Der Irak hat lange Zeit gegen den Islamischen Staat (IS) gekämpft. Im Jahr 2016 begann die irakische Regierung mit der Unterstützung der internationalen Anti-IS-Koalition und den Hashd-al-Shaabi-Kräften eine Offensive, um den IS vom irakischen Territorium zu vertreiben. Mit der Befreiung des Kreises Havice in der Region Kerkûk war der IS auf irakischem Territorium weitgehend besiegt worden. Danach benutzte die irakische Regierung das Referendum in Südkurdistan am 25. September 2017 als Vorwand, marschierte in die umstrittene Region ein und brachte diese über Nacht unter ihre Kontrolle. Damit wurde die Macht der irakischen Regierung unter Haider al-Abadi gestärkt. Abadi entschied sich die Gelegenheit zu nutzen und aus einem Moment der Stärke heraus die notwendigen irakischen Parlamentswahlen am 12. Mai 2018 durchzuführen. Mittlerweile sind mehr als zwei Monate seit den Wahlen vergangen. Aber die Ergebnisse der Wahlen wurden immer noch nicht offiziell verkündet. In den Gebieten, in denen Widerspruch eingelegt wurde, hat die Auszählung per Hand begonnen. In Kerkûk wurde die Zählung per Hand abgeschlossen, in Silêmanî ebenfalls, aber es wurden bisher keine Ergebnisse veröffentlicht. In Hewlêr hat die Zählung vor vier Tagen begonnen, sie dauert noch immer an. Gestern begann die Auszählung per Hand in Duhok. Einerseits wurde Widerspruch eingelegt und in manchen Gebieten also die Handauszählung beschlossen, andererseits findet gerade eine Regierungsbildung im Irak statt. Der Wahlsieger, die Sairun-Liste mit dem Führer der Sadr-Bewegung Muqtada al-Sadr, die zweitstärkste Kraft Bedir-Liste mit dem Begründer von Hashd al-Shaabi, Hadi al-Amiri an der Spitze, das nationale Bündnis von Iyad Alawi und auch der aktuelle Ministerpräsident Abadi haben sich getroffen und sich über eine Regierungsbildung geeinigt.
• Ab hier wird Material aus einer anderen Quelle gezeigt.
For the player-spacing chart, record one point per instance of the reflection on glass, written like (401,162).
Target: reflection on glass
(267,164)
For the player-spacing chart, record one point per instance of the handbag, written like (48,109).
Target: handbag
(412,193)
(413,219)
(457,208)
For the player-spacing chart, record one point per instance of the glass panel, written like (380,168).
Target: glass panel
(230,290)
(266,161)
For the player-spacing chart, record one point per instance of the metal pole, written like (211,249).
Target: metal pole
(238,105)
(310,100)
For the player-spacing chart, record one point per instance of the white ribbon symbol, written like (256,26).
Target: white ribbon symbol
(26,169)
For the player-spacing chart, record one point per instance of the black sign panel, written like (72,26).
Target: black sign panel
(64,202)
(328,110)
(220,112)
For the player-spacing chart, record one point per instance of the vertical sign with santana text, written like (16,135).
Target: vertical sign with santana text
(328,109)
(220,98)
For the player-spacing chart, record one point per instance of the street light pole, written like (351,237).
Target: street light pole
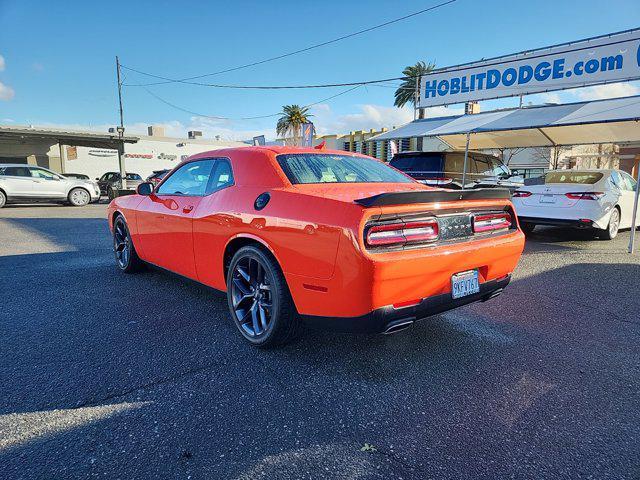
(466,157)
(123,174)
(632,240)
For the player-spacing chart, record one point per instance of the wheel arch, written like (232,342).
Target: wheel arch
(80,187)
(242,240)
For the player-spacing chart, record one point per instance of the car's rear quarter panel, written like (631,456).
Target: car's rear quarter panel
(364,280)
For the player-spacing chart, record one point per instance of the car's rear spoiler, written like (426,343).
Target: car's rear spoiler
(433,196)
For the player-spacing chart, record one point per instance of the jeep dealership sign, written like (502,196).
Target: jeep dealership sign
(606,59)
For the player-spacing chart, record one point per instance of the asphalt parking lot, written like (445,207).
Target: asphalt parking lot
(109,375)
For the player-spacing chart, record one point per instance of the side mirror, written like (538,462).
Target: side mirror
(145,189)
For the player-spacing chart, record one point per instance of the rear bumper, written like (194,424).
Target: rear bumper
(557,222)
(389,319)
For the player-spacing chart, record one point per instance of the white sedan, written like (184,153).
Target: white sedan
(595,199)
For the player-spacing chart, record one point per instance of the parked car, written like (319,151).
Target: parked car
(329,238)
(157,176)
(444,169)
(111,181)
(20,183)
(596,199)
(77,176)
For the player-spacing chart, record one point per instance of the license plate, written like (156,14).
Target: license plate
(464,283)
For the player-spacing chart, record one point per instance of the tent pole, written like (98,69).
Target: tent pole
(466,156)
(634,218)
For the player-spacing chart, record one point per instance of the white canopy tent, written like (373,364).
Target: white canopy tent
(599,121)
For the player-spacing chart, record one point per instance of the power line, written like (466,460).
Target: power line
(182,109)
(283,87)
(284,55)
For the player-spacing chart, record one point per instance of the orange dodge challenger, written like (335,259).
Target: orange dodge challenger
(323,237)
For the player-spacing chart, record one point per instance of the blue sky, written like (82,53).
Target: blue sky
(57,58)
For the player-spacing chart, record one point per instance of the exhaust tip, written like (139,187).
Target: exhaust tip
(494,294)
(398,326)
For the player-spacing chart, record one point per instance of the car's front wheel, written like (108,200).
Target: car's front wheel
(125,252)
(611,231)
(259,299)
(79,197)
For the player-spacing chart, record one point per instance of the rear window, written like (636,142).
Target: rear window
(417,163)
(585,178)
(327,168)
(15,171)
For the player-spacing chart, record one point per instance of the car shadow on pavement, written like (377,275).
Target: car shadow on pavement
(140,376)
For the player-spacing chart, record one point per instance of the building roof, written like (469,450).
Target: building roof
(66,137)
(600,121)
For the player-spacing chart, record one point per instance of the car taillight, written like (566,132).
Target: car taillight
(438,181)
(402,233)
(585,195)
(521,194)
(490,222)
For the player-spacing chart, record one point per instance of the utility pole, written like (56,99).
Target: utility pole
(123,173)
(416,96)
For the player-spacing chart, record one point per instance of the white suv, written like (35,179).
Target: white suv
(20,183)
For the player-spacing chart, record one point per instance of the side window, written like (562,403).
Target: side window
(222,176)
(617,180)
(190,180)
(630,181)
(17,172)
(40,173)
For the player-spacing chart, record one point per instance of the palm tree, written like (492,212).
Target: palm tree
(290,123)
(406,92)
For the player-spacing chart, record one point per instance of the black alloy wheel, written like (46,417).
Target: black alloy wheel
(259,299)
(126,256)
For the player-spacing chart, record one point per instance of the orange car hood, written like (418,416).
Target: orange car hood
(348,192)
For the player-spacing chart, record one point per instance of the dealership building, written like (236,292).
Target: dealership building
(94,154)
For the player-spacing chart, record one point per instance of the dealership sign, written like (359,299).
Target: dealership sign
(606,59)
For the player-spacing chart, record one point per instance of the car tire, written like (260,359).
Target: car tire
(124,251)
(527,228)
(79,197)
(259,299)
(612,229)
Auch wenn es unter den Kurd*innen äußerst tiefgehende Widersprüche gibt, haben sich die KDP (Demokratische Partei Kurdistan) und die YNK (Patriotische Union Kurdistans) über eine Regierungsbeteiligung geeinigt. Der Irak hatte auch früher schon häufig nach Wahlen längere Zeit keine Regierung. Aber zum ersten Mal wurden bei den Wahlen am 12. Mai – das sind die vierten Wahlen nach der Zeit Saddam Husseins – Widersprüche wegen Wahlbetrug gegen die Wahlen eingelegt. Die Widersprüche nahmen kontinuierlich zu und es gab Erklärungen die deutlich machten, dass die Parteien, wenn sie die Widersprüche nicht akzeptierten, nicht am politischen Prozess im Irak teilnehmen würden.

Die Probleme, die den Irak ersticken …

Die Ergebnislosigkeit der Wahlen, die Probleme mit Südkurdistan, die Probleme zwischen sunnitischer und schiitischer Bevölkerung, wie auch die Zersplitterung der Schiit*innen, rufen viele weitere Probleme hervor, und obwohl der Irak ein Ölland ist, herrscht im Irak hohe Arbeitslosigkeit. Die Gebiete, die reich an Öl sind, sind besonders von Armut, von fehlenden öffentlichen Dienstleistungen und von Problemen mit der Wasser- und Stromversorgung betroffen. Dass die irakische Regierung und ihr Ministerpräsident Abadi mit Hilfe der internationalen Koalition gegen den IS erfolgreich war, und auch die Intervention in die umstrittenen Gebiete bei Kerkûk, brachte nicht die von ihnen gewünschten Ergebnisse. Während der Irak in seinen Problemen erstickt, haben auch die regionalen und internationalen Mächte, allen voran die Türkei, noch weitere Probleme geschaffen. Die Türkei versucht über die Irakische Turkmenische Front (ITC) Einfluss auf den gesamten Irak und insbesondere in Kerkûk zu nehmen. Die ITC hat bewaffnete Gruppen gebildet, sie sind ausgebildet und mit Waffen ausgestattet. Über diese Situation hat zuletzt der YNK Parlamentarier Şiwan Dawudî berichtet. Er betonte er habe Dokumente, die dieses belegen. Er sei bereit, diese bei der irakischen Regierung vorzulegen.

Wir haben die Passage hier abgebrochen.